Ngram Creator in Document Vector and LDA

sschacht · November 28, 2020, 8:14am

Hi Everybody,

I hace a quuestion regarding the Nodes “ngram creator” Document Vector and LDA.
I tried to cluster documents using LDA using the text processing nodes of Knime. At the moment I try to enable the LDA to use also compound words. Therefore I would like to create 2-ngrams and feed it to the LDA Node. The LDA should not only use the 2-ngrams rather all other words and in addition the 2-ngrams .
At the moment I have no Idea how to get these both nodes work together. Normally (outside Knime) I would create a document vector and feed this into LDA. In this case there a ways to include ngrams by creating document vectors. But how could this be done using Knime?

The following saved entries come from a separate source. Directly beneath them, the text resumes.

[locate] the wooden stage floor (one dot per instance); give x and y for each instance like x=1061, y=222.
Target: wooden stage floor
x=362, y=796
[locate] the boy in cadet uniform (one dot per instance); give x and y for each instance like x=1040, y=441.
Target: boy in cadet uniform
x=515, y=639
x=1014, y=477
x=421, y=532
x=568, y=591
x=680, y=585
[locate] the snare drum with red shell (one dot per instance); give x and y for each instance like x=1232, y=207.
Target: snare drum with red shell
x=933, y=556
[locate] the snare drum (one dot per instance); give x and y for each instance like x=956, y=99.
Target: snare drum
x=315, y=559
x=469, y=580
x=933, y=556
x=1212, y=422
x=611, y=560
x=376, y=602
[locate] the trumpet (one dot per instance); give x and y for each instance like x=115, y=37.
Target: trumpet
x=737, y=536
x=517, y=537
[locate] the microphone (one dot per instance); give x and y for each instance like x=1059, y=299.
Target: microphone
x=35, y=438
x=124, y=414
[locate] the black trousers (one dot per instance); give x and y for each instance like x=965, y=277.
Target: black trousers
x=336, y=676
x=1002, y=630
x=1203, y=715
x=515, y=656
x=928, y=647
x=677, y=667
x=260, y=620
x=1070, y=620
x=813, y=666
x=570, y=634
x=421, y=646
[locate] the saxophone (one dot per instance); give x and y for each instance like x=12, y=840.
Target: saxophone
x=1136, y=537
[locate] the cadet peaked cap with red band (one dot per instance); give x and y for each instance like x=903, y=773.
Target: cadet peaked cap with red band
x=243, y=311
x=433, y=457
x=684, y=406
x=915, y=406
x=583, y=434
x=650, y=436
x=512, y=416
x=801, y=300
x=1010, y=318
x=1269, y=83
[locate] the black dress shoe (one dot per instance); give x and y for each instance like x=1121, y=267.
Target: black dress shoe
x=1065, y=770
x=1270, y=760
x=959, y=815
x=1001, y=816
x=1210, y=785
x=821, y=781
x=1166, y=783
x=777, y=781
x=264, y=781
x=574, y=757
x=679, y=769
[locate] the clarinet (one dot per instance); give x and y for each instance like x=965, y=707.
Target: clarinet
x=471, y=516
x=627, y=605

Another Question to the LDA Node. Does the Node by itself create a document vector during execution? And if yes what does the Node do if we feed it with a created document vector (document vector node)?

Tanks for your help.
BR

julian.bunzel · November 30, 2020, 9:56am

Hey @sschacht,

the LDA node does not need a document vector as an input. You only need a table that has a document column. To create compound words you could use the Dictionary Tagger with a predefined list of compound words to combine them, so that the LDA node can handle them. You can also use the NGram Creator to build your dictionary. However you would need to filter the outcome. For example only take the top X most occurring n-grams.
The single words within the compound words would not be part of the calculations of the LDA afterwards, just the compound word itself. By doing so, the LDA would work with single words + all the compound words that were created by using the Dictionary Tagger. It is not possible to use all single words + all n-grams for the calculations though.

BR,

Julian

system · December 7, 2020, 9:56am

This topic was automatically closed 7 days after the last reply. New replies are no longer allowed.